14. In further submissions to this Office the authority has stated that in terms of providing the requested information to the appellant for the 321 forests in Coillte`s estate it estimates that it would take “1-day minimum for a small forest unit and up to 3 days for a larger forest unit”. No information was submitted as to what that process would involve or why it would take that length of time for each forest unit. I would also note that this request refers to specific criteria contained inFSC-STD-IRL-012012 - Irish Forest Stewardship Standard which Coillte are audited in respect of. It is therefore reasonable to suggest that this information should be available to Coillte in the event of an audit. The request also refers to management plans, and given the significance of that type of document, this is information that I would expect to be organised in a manner that would allow it to be easily accessible. Coillte have not explained or addressed why this would not be the case.
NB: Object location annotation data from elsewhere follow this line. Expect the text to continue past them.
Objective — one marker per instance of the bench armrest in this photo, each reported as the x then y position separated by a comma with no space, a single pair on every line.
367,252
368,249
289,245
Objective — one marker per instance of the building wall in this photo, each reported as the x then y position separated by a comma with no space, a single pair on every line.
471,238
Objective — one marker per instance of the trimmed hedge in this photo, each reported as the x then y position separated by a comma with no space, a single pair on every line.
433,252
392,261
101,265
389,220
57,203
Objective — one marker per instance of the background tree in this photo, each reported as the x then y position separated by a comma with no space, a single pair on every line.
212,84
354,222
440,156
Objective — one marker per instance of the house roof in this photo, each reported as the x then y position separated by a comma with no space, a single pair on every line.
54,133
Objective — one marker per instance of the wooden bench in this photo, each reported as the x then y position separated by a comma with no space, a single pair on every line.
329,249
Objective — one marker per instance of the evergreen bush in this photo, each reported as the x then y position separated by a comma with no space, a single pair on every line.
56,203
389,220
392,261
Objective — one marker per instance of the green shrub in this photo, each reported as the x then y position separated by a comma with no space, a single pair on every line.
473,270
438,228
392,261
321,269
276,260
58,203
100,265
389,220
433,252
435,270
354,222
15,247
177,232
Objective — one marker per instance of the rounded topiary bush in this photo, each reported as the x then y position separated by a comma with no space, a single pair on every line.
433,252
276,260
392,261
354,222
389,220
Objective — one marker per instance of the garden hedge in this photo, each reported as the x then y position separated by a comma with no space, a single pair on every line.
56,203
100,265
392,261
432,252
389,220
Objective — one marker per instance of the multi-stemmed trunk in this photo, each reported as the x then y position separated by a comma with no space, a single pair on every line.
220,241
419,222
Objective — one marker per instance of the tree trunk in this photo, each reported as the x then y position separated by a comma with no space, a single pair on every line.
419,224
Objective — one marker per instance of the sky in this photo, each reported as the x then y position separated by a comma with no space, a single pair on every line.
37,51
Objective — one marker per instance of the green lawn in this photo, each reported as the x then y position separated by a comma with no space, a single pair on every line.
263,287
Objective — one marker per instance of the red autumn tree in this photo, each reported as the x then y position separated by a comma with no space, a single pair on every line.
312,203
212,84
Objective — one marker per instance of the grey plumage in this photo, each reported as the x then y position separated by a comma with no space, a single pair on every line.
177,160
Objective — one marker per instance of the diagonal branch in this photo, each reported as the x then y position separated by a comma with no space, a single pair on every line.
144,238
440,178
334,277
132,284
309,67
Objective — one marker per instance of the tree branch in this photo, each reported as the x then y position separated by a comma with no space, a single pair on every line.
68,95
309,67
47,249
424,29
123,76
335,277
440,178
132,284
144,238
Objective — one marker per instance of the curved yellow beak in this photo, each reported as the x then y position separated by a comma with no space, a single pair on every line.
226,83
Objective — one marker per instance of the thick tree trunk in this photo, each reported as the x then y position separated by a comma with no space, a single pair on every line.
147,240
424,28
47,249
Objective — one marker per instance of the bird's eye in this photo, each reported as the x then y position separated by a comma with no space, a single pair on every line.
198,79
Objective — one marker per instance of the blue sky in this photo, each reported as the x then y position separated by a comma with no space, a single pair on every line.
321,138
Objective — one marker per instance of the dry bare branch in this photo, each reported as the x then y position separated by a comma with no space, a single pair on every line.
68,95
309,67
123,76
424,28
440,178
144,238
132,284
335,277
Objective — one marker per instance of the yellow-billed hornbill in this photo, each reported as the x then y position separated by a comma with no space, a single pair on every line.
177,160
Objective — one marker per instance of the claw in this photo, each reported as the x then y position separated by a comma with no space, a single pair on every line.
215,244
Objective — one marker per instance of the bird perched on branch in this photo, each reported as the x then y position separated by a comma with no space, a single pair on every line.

15. As set out above, the burden in on the public authority to demonstrate the unreasonableness of the task entailed by the request, and this requires the public authority to provide a satisfactory level of detail regarding the time it would take to process the request. This detail should typically include how many staff members would be required, what steps would be involved in answering the request and how much time would be spent on each of these tasks.
16. I am not satisfied that Coillte have provided sufficient detail to establish that this request is manifestly unreasonable and therefore I will annul the internal review decision of Coillte. Coillte should carry out a new internal review process in respect of this request.
17. Having carried out a review under article 12(5) of the AIE Regulations, I hereby annul Coillte`s decisions to refuse access to information, as detailed above, under article 9(2)(a) of the AIE Regulations and direct it to undertake a fresh decision-making process in respect of same.
18. A party to the appeal or any other person affected by this decision may appeal to the High Court on a point of law from the decision. Such an appeal must be initiated not later than two months after notice of the decision was given to the person bringing the appeal.